Veamos: Brasil siempre aspiró a ser una potencia con liderazgo regional y nunca estuvo tan cerca como en los últimos años. En los 70s, lideró la planificación del desarrollo de la Amazonía continental mediante la firma del Tratado de Cooperación Amazónica al frente de ocho países de nuestra región; a finales de los 90s, impulsó la creación del Mercado Común del Sur (MERCOSUR), tratando de emular la exitosa experiencia de integración económica de la Unión Europea; a inicios de éste siglo emprendió el mayor intento de integración territorial de nuestro continente a través de la Iniciativa para la Integración de la Infraestructura Regional Suramericana (IIRSA), que se desprendió de la experiencia generada por la Organización del Tratado de Cooperación Amazónica (OTCA) para desarrollar a nuestros países amazónicos; en la misma década, también logro neutralizar el proyecto estadounidense del Acuerdo de Libre Comercio de las Américas (ALCA), que hubiera terminado supeditando económicamente a toda la región ante la merced de las transnacionales del gigante del norte. Es decir, logró ponerle un alto a la siempre dispuesta intervención estadounidense en nuestra región.
Un paréntesis necesario: en esto último Brasil siempre fue una suerte de potencia o pivote continental de equilibrio. No se debe olvidar que la geopolítica es, en términos simples, el alcance de la supremacía política entre Estados mediante el control del territorio. A inicios de éste siglo, luego de los atentados contra las Torres Gemelas, EE.UU. desplegó varias estrategias de control territorial a lo largo y ancho del planeta, siendo una de ellas el Plan Colombia, que le daba control sobre el principal puente de ingreso al continente suramericano mediante el despliegue de fuerzas militares suyas en territorio panameño y colombiano. Para responder a éste avance que parecía incontenible, Brasil adelantó tres iniciativas: el Plan Estratégico de Defensa Nacional y el Amazonas, publicado en 2008 y, posteriormente, el Fondo Amazónico, estrategias para consolidar la presencia del Estado brasilero en el denso bosque húmedo amazónico a través del despliegue de su poderío militar y proyectos de desarrollo.

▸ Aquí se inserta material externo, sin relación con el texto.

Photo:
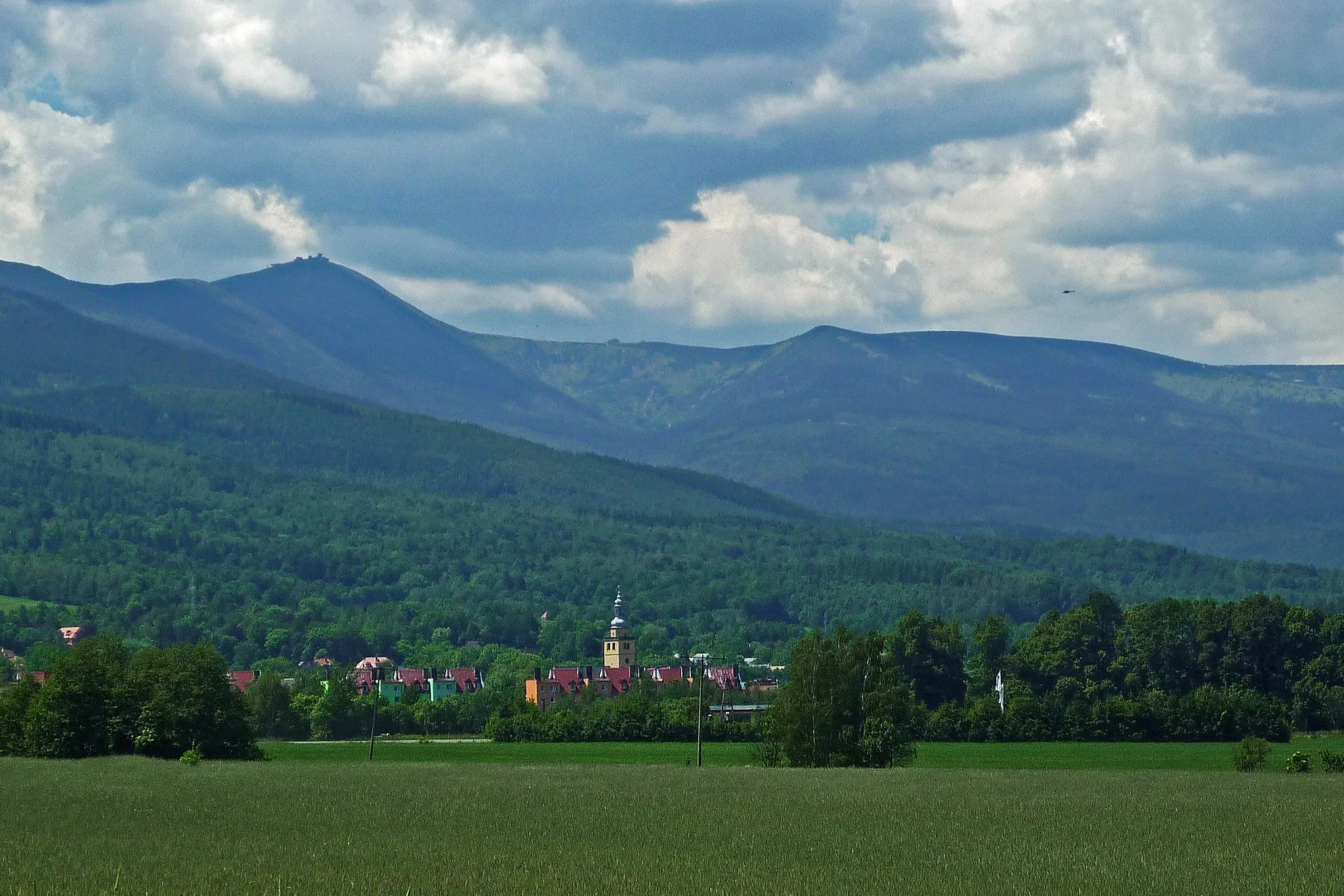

Se podría seguir ahondando acerca de los logros y aciertos geopolíticos del Brasil para establecerse como potencia geopolítica regional, sobre todo a partir del control efectivo del territorio amazónico. No obstante, no se puede dejar de lado su desarrollo como potencia geo-económica a partir de 2008 hasta 2015, que la llevó a perfilarse como la onceaba economía más importante del planeta, y una de las emergentes pertenecientes al acrónimo BRICS (Brasil, Rusia, India, China y Sudáfrica), economías que, juntas, superaban el PIB de los EE.UU. y que se proyectaban como la fuerza motora del capitalismo mundial en el siglo XXI. La expansión de multinacionales brasileras como Odebrecht, y Camargo Correa, o empresas estatales como Petrobras, a lo largo de todo el continente, e incluso con inversiones en África, es un dato no menor de ésta historia y un correlato natural del incremento de su poder e influencia durante éste siglo.
Es decir, a poco más de la primera década de éste siglo, Brasil se mantuvo en constante crecimiento hasta convertirse en una de las economías más importantes del mundo, con liderazgo diplomático y control geopolítico del continente que ya superaban por mucho a su antiguo rival, Argentina, e incluso representaban un factor a tomar en cuenta para los EE.UU. Su aspiración a conseguir un asiento permanente en el Concejo de Seguridad de las Naciones Unidas es otra expresión de los avances de éste país para expandir su influencia ya no sólo en el continente, sino en el mundo.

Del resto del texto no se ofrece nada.